What I was then able to do was back them in with the Medicare licence, because that's the bit that provides the subsidised health service for people. Without that, the costs are exponential. I'm very proud that we have been able to do something. For many people, it will be much more affordable. It is more accessible for everybody. It has transformed the way patients are being looked after within the hospital and it is also available for outpatients, for people who just get a referral and need an MRI.
I want to really note the great work of Strephon Billinghurst, the CEO of Hawkesbury District Health Service, and Dr James Linklater, the chief executive officer of Castlereagh Imaging. This was a team effort, and I'm so proud to have been working on it to solve a problem for the Hawkesbury community.
I had the great privilege couple of weeks ago of launching an exhibition involving Blue Mountains artists and a whole lot of others like Lucy Culliton, Reg Mombassa, Euan Macleod, Adrienne Richards, Leo Robba and Kelsie King, who took part in a collaborative effort called the Painted River Project. What they painted was swamps, which doesn't sound that sexy, does it? But they were the hanging swamps of the Blue Mountains, which we know from an ecological point of view are really key to the biodiversity of the region and have suffered, some of them very badly, in the recent fires. These swamps act as natural filters and purify the water that flows through them into our creeks and rivers and they provide habitat for a wide range of plants, animals and insects, many of which are endangered.
They all took part in the Painted River Project, and the exhibition at the Western Sydney University campus in the Margaret Whitlam Galleries brought them altogether to see their works spread across the large gallery spaces there. Many people were involved in it, including people from the Blue Mountains City Council, who helped make it possible, water scientist Professor Ian Wright and digital artists Greg Hughes and Matthew Lahoud.

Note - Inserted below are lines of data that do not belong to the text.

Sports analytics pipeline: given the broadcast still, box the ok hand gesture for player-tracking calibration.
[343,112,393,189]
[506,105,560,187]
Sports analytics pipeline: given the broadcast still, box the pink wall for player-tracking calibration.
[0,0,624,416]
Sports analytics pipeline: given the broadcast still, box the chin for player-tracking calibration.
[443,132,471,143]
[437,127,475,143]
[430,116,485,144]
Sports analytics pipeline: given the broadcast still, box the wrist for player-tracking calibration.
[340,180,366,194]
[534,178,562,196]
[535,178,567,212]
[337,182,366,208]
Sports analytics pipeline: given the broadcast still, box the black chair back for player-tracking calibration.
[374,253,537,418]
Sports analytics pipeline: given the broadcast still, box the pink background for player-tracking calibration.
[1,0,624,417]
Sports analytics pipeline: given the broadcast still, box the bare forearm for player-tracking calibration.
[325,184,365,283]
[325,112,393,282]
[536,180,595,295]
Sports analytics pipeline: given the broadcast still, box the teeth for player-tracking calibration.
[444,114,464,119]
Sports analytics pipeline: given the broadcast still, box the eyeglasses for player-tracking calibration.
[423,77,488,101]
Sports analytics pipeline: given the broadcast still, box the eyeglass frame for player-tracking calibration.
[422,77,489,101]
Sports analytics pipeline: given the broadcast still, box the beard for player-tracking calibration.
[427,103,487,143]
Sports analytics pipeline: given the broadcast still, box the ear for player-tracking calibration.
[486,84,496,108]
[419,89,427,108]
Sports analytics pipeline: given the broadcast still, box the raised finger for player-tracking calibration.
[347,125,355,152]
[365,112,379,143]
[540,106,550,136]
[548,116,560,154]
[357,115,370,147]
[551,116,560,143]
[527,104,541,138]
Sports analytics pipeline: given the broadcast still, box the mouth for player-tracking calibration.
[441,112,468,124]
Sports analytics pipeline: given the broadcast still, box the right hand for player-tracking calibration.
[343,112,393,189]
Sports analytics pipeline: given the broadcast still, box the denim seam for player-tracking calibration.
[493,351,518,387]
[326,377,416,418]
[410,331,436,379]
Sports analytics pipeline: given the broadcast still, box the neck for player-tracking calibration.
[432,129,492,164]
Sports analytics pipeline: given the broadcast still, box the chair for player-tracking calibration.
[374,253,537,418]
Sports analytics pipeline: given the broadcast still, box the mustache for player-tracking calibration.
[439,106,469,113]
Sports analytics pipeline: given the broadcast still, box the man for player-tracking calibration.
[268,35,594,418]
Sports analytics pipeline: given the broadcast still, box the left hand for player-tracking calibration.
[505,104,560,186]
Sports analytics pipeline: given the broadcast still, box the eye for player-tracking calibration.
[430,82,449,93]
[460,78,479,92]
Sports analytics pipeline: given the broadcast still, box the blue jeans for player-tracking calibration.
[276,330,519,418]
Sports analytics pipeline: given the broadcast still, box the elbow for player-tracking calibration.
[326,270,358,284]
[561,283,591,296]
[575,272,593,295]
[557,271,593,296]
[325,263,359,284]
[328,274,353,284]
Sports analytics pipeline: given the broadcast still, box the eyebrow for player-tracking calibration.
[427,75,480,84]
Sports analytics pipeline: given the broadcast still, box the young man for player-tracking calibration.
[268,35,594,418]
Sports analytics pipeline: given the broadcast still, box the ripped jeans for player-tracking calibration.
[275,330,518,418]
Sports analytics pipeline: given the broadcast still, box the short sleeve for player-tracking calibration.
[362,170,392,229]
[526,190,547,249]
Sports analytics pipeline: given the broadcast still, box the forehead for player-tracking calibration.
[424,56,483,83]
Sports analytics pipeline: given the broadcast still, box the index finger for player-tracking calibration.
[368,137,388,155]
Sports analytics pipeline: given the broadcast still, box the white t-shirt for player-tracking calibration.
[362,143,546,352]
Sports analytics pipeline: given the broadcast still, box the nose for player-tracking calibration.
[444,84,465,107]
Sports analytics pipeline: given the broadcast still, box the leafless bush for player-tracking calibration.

Fabulous photographer Sally Tsoutas caught the images of the artists at work as they went out in the open air to do their painting. They really wanted to show the link between our environment and art. They are really ahead of our cultural policy, because in the Albanese government cultural policy one of the things we have highlighted is that we are going to establish artist residencies to visit World Heritage sites to produce artworks and tell stories of the place and its heritage, and here are my incredible artists way out in front doing that. It was a fantastic exhibition and I give them my huge congratulations.
Sharon Claydon (Newcastle, Australian Labor Party) Share this | Link to this | Hansard source
There being no further grievances, the debate is adjourned and the resumption of the debate will be made an order of the day for the next sitting.